When we determined that the individual predator was a canid with mtDNA sequences but still could not obtain species identification due to haplotype similarity, we employed eight microsatellite loci (Set A) to increase the resolution of species identification (Table 1; [24, 25]. If the predator species was determined to be coyote (Canis latrans) we then amplified a second set of 10 microsatellite loci [Set B; 25] to identify individual animals and compare genotypes obtained from nests and carcasses and to those collected from feces and coyotes removed from sage-grouse leks during the course of this study [20]. The reason we employed two sets of microsatellite loci is that our laboratory already had developed a canid identification database based on set A but Orning [20] used set B for individual genotypes. Thus, to determine both species and individual identification we needed to use both sets. All microsatellite reverse primers were PIG-tailed to facilitate accurate genotyping [26]. We performed PCR for Set A in three multiplexes using 10 µL reactions that contained Amplitaq Gold 10× buffer II, 3 mM MgCl2, 0.25 mM of each dNTP, 2 units of Amplitaq Gold polymerase, 2 µG of bovine serum albumin, and 2 µL of DNA extract. Primer concentrations are provided in Table 1. The thermocycler program for all three multiplexes in Set A was 95 °C for 15 min, 40 cycles of 94 °C for 15 s, 58 °C for 15 s, and extension at 72 °C for 30 s. We included a final extension at 60 °C for 30 min. All three multiplexes for Set B had similar 10 µL mixes that contained Amplitaq Gold 10× buffer II, 2.5 mM (Multiplexes A and B) or 2.0 mM (Multiplex C) of MgCl2, 0.25 mM of each dNTP, 1 unit of Amplitaq Gold polymerase, 2 µG of bovine serum albumin, and 2 µL of DNA extract.
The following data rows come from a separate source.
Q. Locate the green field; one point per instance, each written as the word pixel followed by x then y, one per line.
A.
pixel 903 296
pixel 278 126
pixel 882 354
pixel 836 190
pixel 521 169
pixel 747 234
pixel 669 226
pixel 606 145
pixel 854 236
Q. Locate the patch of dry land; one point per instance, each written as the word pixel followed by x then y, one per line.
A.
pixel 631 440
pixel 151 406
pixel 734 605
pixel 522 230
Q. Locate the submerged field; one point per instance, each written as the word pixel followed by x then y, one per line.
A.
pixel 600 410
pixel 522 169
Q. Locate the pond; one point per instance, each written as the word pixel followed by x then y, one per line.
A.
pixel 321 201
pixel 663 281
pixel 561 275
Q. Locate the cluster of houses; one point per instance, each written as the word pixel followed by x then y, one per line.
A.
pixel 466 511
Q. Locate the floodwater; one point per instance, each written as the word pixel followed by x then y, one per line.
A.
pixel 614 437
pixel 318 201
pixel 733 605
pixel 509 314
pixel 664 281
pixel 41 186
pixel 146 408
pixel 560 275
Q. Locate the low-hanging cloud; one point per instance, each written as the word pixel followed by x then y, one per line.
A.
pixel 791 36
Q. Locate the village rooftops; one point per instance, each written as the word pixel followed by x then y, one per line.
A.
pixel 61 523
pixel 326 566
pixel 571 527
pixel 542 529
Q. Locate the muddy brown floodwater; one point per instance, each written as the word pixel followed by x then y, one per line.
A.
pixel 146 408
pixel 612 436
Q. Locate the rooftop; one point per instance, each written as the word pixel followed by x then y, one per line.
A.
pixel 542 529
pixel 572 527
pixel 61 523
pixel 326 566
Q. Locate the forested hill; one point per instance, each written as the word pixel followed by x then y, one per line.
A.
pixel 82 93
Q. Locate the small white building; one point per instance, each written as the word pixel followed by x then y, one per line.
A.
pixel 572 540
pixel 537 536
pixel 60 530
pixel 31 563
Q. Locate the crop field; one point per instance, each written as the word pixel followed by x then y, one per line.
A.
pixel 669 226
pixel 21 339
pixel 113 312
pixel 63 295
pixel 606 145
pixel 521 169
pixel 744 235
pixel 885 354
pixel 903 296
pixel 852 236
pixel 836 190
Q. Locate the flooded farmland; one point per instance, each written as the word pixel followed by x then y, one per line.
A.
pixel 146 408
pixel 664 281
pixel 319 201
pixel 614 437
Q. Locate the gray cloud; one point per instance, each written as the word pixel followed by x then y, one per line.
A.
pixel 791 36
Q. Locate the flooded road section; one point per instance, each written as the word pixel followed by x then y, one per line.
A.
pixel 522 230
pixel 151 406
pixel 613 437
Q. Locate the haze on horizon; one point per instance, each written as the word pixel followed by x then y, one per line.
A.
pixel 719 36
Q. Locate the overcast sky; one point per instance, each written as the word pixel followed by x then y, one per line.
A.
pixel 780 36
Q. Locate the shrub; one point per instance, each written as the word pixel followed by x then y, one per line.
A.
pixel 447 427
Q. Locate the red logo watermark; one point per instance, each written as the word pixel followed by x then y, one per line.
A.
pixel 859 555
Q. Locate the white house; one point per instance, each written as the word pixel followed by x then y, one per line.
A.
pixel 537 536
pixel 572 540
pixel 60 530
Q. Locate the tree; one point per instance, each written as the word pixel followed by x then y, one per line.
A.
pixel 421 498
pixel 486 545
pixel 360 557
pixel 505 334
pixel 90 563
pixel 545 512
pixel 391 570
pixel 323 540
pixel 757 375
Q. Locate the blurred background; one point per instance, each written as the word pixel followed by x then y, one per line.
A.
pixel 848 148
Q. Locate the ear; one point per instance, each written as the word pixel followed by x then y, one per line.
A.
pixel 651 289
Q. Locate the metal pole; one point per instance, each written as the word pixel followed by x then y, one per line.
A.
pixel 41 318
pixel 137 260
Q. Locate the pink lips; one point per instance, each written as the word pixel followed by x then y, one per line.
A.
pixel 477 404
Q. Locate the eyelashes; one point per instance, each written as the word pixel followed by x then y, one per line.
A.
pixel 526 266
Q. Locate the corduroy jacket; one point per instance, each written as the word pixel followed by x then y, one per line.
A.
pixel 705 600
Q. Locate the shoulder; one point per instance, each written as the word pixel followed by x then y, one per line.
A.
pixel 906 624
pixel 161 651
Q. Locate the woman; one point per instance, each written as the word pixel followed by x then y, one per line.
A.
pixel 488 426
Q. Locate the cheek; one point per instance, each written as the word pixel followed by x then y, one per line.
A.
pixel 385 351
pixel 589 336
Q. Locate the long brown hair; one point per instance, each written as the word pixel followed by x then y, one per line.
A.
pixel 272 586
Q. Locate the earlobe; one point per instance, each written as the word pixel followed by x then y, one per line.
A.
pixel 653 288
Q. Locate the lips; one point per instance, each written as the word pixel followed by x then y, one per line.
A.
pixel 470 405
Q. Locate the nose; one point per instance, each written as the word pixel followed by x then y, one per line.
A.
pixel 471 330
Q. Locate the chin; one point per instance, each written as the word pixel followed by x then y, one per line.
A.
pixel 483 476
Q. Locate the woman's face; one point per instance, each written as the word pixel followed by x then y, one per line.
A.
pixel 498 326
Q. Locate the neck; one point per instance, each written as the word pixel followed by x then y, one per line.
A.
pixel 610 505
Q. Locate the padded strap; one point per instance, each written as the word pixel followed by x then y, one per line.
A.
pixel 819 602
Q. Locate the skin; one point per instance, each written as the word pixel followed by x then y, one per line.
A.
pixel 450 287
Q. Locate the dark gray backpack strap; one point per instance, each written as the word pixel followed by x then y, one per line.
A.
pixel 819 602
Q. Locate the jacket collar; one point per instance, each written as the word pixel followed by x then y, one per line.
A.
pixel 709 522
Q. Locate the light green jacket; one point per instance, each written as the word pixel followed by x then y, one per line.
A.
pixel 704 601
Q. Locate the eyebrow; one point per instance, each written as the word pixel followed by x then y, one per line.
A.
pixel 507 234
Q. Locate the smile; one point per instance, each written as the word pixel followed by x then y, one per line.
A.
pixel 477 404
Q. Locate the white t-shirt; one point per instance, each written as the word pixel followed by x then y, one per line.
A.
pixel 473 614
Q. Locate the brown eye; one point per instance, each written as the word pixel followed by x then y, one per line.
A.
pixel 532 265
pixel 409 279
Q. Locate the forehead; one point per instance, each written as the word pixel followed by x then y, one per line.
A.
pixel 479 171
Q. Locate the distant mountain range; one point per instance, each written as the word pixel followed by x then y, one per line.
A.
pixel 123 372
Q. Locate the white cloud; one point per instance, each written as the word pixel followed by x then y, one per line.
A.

Primer concentrations are provided in Table 1. The thermocycler program for Set B was 95 °C for 10 min, 52 cycles of 94 °C for 30 s, annealing temperature (Table 1) for 30 s, and extension at 72 °C for 45 s and a final extension at 72 °C for 7 min. Each PCR was run three times to estimate allelic dropout or false alleles [27]. We only scored an allele if it was present in at least two of the PCR replicates [28]. False alleles and allelic dropout were estimated with gimlet v1.3.3 with the consensus genotype threshold set at two [29].
Species identification of canid genotypes (Set A) was determined using the Bayesian clustering algorithm in structure v2.3.4 [30, 31]. We compiled a database that included dogs (Canis familiaris; n = 34), coyotes (n = 69), western North American wolves (C. lupus; n = 50), and wolves from Minnesota and Wisconsion (C. lycaon and C. lupus; n = 109) (A. J. Piaggio; unpublished data). The genotypes from the eggs were compared to this database using structure with the admixture and allele frequencies correlated models, burn-in of 70,000, and MCMC length of 700,000. The analysis was run with k set at six and replicated five times.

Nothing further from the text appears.